Igualmente, los cuadros de paisajes norteamericanos no pueden ser entendidos sin considerar la influencia de la concepción espiritual de la naturaleza virgen por parte de los primeros colonos puritanos o del trascendentalismo filosófico de Ralph Waldo Emerson y Henri David Thoreau, para quienes el individuo podía sentir la fuerza cósmica universal a través del medio natural del que formaba parte. En este sentido, en la exposición pueden admirarse obras en las que se aprecia un fuerte componente de carácter religioso o metafísico, como Cruz al atardecer, de Thomas Cole; Mañana, de George Inness –precisamente seguidor de Swedenborg– o Cruz en la naturaleza salvaje, de Frederic Edwin Church.

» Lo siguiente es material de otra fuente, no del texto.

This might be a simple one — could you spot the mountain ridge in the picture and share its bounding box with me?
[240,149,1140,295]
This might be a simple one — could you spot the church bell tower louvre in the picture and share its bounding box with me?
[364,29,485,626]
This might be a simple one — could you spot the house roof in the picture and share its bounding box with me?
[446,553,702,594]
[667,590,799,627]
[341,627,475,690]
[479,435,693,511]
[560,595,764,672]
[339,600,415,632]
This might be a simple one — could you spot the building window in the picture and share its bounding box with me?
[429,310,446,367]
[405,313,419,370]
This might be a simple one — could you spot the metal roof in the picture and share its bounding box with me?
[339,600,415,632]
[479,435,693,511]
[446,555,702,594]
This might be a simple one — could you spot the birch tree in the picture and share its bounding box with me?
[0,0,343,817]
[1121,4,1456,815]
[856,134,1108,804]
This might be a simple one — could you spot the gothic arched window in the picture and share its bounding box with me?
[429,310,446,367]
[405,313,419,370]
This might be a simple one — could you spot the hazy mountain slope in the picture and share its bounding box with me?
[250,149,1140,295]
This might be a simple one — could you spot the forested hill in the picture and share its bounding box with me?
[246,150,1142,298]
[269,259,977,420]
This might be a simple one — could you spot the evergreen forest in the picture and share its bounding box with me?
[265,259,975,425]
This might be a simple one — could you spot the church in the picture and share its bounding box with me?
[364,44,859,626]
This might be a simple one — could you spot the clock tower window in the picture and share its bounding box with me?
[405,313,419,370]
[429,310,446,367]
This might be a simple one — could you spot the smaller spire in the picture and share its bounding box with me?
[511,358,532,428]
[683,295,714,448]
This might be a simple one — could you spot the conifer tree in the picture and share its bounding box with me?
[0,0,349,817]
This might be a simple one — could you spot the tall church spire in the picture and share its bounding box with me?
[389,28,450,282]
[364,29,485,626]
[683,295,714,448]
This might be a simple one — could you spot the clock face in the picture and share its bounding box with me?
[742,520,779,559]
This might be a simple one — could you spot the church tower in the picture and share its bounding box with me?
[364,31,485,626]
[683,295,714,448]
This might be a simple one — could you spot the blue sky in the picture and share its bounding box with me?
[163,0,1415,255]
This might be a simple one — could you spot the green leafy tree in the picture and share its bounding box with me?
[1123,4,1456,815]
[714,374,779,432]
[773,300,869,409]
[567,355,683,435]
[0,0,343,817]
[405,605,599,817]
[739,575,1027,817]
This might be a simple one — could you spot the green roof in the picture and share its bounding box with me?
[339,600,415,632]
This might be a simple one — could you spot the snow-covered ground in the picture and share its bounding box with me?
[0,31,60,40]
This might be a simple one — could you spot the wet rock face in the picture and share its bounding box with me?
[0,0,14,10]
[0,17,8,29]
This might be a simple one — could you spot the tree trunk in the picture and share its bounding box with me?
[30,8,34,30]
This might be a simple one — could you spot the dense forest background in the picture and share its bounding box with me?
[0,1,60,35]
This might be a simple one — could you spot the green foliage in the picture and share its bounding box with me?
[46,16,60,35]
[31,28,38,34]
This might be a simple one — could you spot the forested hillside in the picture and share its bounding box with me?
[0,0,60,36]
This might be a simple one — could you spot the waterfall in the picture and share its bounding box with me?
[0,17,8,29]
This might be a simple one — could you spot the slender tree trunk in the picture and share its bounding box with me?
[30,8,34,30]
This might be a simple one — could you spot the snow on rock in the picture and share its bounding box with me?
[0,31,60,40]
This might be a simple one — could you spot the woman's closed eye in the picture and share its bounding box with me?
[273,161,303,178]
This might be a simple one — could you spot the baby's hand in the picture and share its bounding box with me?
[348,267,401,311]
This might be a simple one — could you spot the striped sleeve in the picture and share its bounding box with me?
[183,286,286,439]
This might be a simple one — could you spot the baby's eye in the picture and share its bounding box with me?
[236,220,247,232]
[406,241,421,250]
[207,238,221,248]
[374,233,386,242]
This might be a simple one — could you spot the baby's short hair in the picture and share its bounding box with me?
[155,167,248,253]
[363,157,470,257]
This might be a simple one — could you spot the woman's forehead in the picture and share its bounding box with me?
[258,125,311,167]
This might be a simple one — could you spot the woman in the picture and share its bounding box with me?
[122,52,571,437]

Por otro lado, las obras de este último son representativas de la asimilación del interés científico y de su conciliación con la religiosidad cristiana por parte de los pintores estadounidenses que, en sintonía con las teorías positivistas y darwinistas, así como con los postulados de John Ruskin, se interesaron en sus cuadros por la representación minuciosa de cada detalle del entorno, atendiendo siempre a la aplicación de las nuevas teorías defendidas en los tratados científicos sobre la luz y el color. Particularmente Church, o su seguidor Heade, constituyeron importantes ejemplos del artista viajero o explorador al modo de Alexander von Humboldt; otros acompañaron expediciones científicas, como Thomas Moran, cuyas pinturas sobre Yellowstone contribuirían indudablemente a la declaración del enclave como Parque Nacional en 1872. Todas estas líneas de interpretación del patrimonio natural del subcontinente –actualizadas según los casos por las recientes aportaciones historiográficas de la ecocrítica– fueron retomadas de una u otra manera por los artistas norteamericanos del siglo XX, tal y como los lienzos de Alfonso Ossorio, Willem de Kooning, Arthur Dove, Georgia O’Keeffe, Mark Rothko, Jackson Pollock o Edward Hopper, entre otros muchos, hacen ostensible en la exposición.

Cruce de culturas

A continuación, Cruce de culturas analiza el papel del paisaje como escenario histórico, partiendo de las nociones que acuña Jean M. O’Brien en su obra Firsting and Lasting de 2010. En este sentido, lienzos como Pescadores en los Adirondacks, que William Louis Sonntag llevó a cabo hacia 1860-1870, patentizan el rol de los colonos británicos en cuanto descubridores, cultivadores y organizadores de un territorio donde no parece haber habido ninguna otra presencia, ni indígena, ni afroamericana, ni española o francesa. Esta legitimación de ‘ser los primeros’, se contrapone a la presentación de los nativos como una comunidad que ya forma parte del pasado y que se encuentra ‘en proceso de extinción’. Tras este apartado, se evidencia la evolución que experimenta la pintura de paisaje durante la Guerra Civil (1861-1865), cuando las vistas de la naturaleza se desembarazan de cualquier vínculo que pueda asociarlas al conflicto, ya sea haciendo desaparecer de ellas la representación humana, como en Playa de Singing, Manchester (1862), de Martin Johnson Heade; ya sea utilizando la presencia infantil como recurso conciliador, véase Contemplando el mar (ca. 1885), de Alfred Thompson Bricher; o bien recurriendo ahora a la población nativa como motivo neutro y pintoresco: es el caso de Montando el campamento (s. f.), de Joseph Henry Sharp.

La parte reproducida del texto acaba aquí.